Abstract

To remain marked as other even in the process of becoming citizens, of becoming incorporated into the nation, still haunts contemporary Jewish experience as well as efforts to explain Jewish difference. Although it may be said that the French and American revolutions brought Jews into the dominant cultures of the West, they also set limits on this very promise of inclusion. In this essay I am interested in these limits as they have been enacted and reenacted in the United States, especially after the mass migration of Eastern European Jews to this country at the turn of the last century. I am concerned about the ways tolerance works to both regulate and maintain a deep ambivalence around Jews, Jewishness, and Judaism in U.S. society, even in the present.
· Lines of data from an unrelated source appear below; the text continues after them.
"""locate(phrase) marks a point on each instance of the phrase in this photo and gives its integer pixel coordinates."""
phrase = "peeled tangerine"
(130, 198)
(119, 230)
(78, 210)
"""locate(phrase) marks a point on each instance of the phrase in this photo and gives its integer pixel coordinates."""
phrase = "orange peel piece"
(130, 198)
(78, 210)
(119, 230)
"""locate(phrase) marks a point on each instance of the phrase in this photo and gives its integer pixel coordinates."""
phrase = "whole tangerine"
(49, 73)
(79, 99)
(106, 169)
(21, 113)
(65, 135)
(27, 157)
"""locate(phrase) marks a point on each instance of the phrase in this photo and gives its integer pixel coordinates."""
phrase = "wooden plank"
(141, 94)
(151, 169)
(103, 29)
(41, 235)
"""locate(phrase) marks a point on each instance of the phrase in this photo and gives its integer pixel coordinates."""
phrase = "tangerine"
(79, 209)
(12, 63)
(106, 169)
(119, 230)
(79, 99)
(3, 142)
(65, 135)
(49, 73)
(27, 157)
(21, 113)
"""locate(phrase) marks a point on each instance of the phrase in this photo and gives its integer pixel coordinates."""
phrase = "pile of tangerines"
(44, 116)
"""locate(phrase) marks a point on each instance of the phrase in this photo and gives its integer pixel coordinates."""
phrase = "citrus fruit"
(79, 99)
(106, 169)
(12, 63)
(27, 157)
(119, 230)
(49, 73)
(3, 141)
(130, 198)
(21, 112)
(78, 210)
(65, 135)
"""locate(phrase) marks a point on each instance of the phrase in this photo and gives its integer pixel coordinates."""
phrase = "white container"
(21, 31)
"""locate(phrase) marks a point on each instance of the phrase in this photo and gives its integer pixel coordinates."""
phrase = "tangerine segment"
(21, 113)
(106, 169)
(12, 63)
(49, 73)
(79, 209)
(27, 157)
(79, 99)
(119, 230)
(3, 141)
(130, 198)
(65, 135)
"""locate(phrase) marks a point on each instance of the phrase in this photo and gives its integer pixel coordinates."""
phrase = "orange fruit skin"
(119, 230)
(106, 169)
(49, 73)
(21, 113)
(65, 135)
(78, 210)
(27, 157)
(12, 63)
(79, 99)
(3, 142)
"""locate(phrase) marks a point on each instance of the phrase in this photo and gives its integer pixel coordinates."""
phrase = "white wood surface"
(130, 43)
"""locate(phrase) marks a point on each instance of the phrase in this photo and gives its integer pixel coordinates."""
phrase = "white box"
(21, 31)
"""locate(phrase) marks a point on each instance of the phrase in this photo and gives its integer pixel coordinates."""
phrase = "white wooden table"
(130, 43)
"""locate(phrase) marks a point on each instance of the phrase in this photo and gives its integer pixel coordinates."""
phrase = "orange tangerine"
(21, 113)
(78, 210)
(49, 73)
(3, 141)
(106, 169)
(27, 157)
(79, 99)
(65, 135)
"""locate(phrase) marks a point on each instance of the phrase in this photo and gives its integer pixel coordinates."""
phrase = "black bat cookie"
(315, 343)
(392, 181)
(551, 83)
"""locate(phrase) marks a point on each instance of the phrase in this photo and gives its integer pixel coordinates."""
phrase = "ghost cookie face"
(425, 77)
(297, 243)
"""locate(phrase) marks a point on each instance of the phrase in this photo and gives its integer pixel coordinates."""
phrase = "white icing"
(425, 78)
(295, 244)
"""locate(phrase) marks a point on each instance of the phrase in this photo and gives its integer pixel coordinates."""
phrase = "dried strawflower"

By retracing the legacy of Jewish emancipation in the West alongside a legacy of Jewish enlightenment and modernity as experienced in Eastern Europe, and then seeing what happened as these two distinct visions of Jewish modernity came into conflict in the United States in the early twentieth century under the umbrella of the liberal inclusion, I show how this vision of inclusion had no place for Eastern European Jewish secularism, the legacy of Yiddish secularism that characterized the Jewishness of so many of these immigrant Jews. Turning to the archive, I offer a reading of some the arguments of the last generation of these secular Yiddishists as presented in the pages of Judaism: A Quarterly of Jewish Life and Thought, a journal founded in 1952 in the U.S. with the explicit goal of reviving Jewish religious thought. Noting the irony of these discussions in the pages of this explicitly religious journal, I make a case for revisiting the ways these Yiddish thinkers struggled to make their Jewish cultural stance make sense in the context of American religious pluralism. In this way, I reconsider the legacy of liberal inclusion for Jews and what it might mean for there to be a place for not only secular Jews, but a whole range of Jewish positions in the contemporary United States.